Le choix de vocabulaire du garçon rappela à Jack que des très nombreuses années les séparaient. Bien plus que le garçon ne pensait, bien plus que Jack lui dévoilerait jamais.

- Pas d'inquiétude, fit Jack avec une pointe d'amertume. Je ne le trompe pas. Il est mort.

Cela stoppa net le blond dans sa lancée. Il avait déjà remis son blue-jean et son t-shirt, mais avait toujours l'air globalement échevelé. Il regarda Jack avec une compassion sincère et murmura :

- Je suis désolé.

Jack haussa les épaules et se leva.

- C'est la vie pour vous, dit-il.

Le garçon vint vers lui et l'enlaça avec un soupçon de maladresse, mais avec affection.

- Tu es un mec bien, Jack.
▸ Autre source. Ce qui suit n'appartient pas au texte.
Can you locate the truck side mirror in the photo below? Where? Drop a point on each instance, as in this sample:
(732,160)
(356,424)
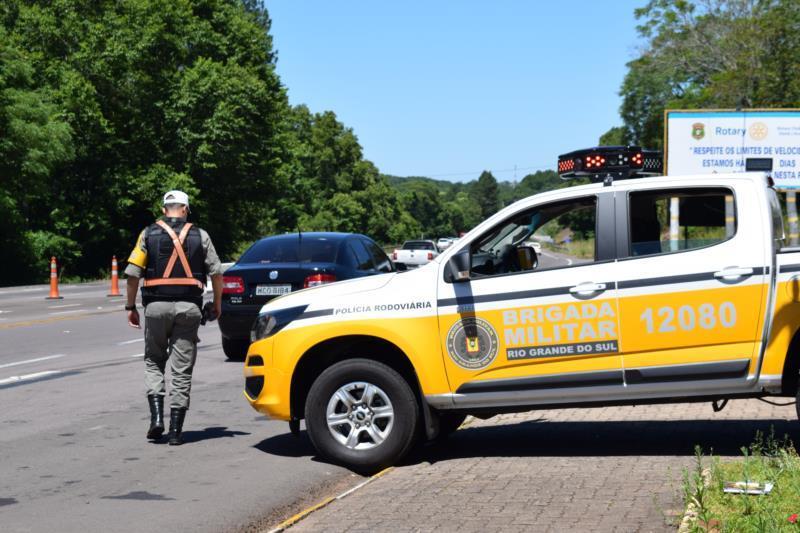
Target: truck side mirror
(460,265)
(527,258)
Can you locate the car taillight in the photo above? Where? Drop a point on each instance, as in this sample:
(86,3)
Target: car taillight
(232,285)
(315,280)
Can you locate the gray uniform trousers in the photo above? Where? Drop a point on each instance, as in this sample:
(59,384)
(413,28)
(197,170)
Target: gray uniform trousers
(170,332)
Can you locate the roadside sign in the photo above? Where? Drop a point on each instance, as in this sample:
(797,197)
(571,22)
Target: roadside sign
(704,142)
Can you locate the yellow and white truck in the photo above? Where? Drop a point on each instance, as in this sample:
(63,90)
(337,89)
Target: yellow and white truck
(656,289)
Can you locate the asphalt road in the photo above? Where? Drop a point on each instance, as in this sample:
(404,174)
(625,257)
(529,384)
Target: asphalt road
(73,453)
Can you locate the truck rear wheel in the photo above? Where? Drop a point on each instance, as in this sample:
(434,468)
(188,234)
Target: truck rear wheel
(363,414)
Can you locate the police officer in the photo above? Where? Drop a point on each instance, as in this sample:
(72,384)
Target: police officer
(175,256)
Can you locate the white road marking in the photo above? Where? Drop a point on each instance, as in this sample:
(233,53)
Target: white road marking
(31,289)
(123,343)
(14,379)
(36,360)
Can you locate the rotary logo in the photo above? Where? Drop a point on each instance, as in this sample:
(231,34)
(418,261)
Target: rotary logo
(472,343)
(758,131)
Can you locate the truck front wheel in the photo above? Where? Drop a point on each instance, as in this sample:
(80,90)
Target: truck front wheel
(361,413)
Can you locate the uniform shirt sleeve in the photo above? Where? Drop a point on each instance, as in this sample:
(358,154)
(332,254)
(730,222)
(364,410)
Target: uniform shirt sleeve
(213,265)
(137,261)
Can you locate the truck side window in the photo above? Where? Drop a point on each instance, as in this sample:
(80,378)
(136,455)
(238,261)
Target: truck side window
(381,260)
(557,235)
(668,221)
(364,258)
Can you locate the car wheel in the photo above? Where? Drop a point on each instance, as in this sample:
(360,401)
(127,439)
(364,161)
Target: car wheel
(363,414)
(449,423)
(235,349)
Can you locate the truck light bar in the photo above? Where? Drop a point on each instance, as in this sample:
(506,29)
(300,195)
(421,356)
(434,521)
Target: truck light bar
(610,162)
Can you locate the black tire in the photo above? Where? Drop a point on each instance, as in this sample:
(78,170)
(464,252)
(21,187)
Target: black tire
(400,436)
(235,349)
(449,423)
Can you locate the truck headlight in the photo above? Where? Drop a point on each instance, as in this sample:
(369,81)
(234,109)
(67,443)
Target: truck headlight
(262,327)
(268,324)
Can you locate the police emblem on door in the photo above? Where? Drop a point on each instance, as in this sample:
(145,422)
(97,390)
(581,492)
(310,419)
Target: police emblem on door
(472,343)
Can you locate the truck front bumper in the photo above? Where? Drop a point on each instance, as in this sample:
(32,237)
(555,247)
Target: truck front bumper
(266,388)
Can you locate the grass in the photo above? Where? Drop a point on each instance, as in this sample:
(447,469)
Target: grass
(766,460)
(579,249)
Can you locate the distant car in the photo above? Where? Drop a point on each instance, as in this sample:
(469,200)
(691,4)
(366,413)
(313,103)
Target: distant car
(281,264)
(444,243)
(415,253)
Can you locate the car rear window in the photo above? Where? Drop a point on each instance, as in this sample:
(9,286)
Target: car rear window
(302,250)
(418,245)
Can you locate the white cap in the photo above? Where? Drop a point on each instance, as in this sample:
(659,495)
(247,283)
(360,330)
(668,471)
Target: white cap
(176,197)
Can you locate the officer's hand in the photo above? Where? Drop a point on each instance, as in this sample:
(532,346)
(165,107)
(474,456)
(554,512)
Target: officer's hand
(133,319)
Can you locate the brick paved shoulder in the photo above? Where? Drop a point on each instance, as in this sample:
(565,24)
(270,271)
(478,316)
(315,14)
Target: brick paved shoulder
(603,469)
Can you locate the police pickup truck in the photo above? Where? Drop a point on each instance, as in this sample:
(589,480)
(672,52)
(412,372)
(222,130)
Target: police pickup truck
(675,289)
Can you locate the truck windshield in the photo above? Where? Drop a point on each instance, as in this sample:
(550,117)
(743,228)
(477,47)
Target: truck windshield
(292,250)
J'ai passé un bon moment. J'espère que tu trouveras le bonheur.

C'était dans de tels moments que Jack réalisait qu'il avait toujours foi en l'humanité. De temps à autre, un seul membre d'une espèce pouvait vous surprendre, et ce que vous considériez comme suffisant pour une aventure d'un soir se révélait un être humain très respectable.

Il soupira, avec le désir de détendre l'atmosphère, au moins pour le garçon.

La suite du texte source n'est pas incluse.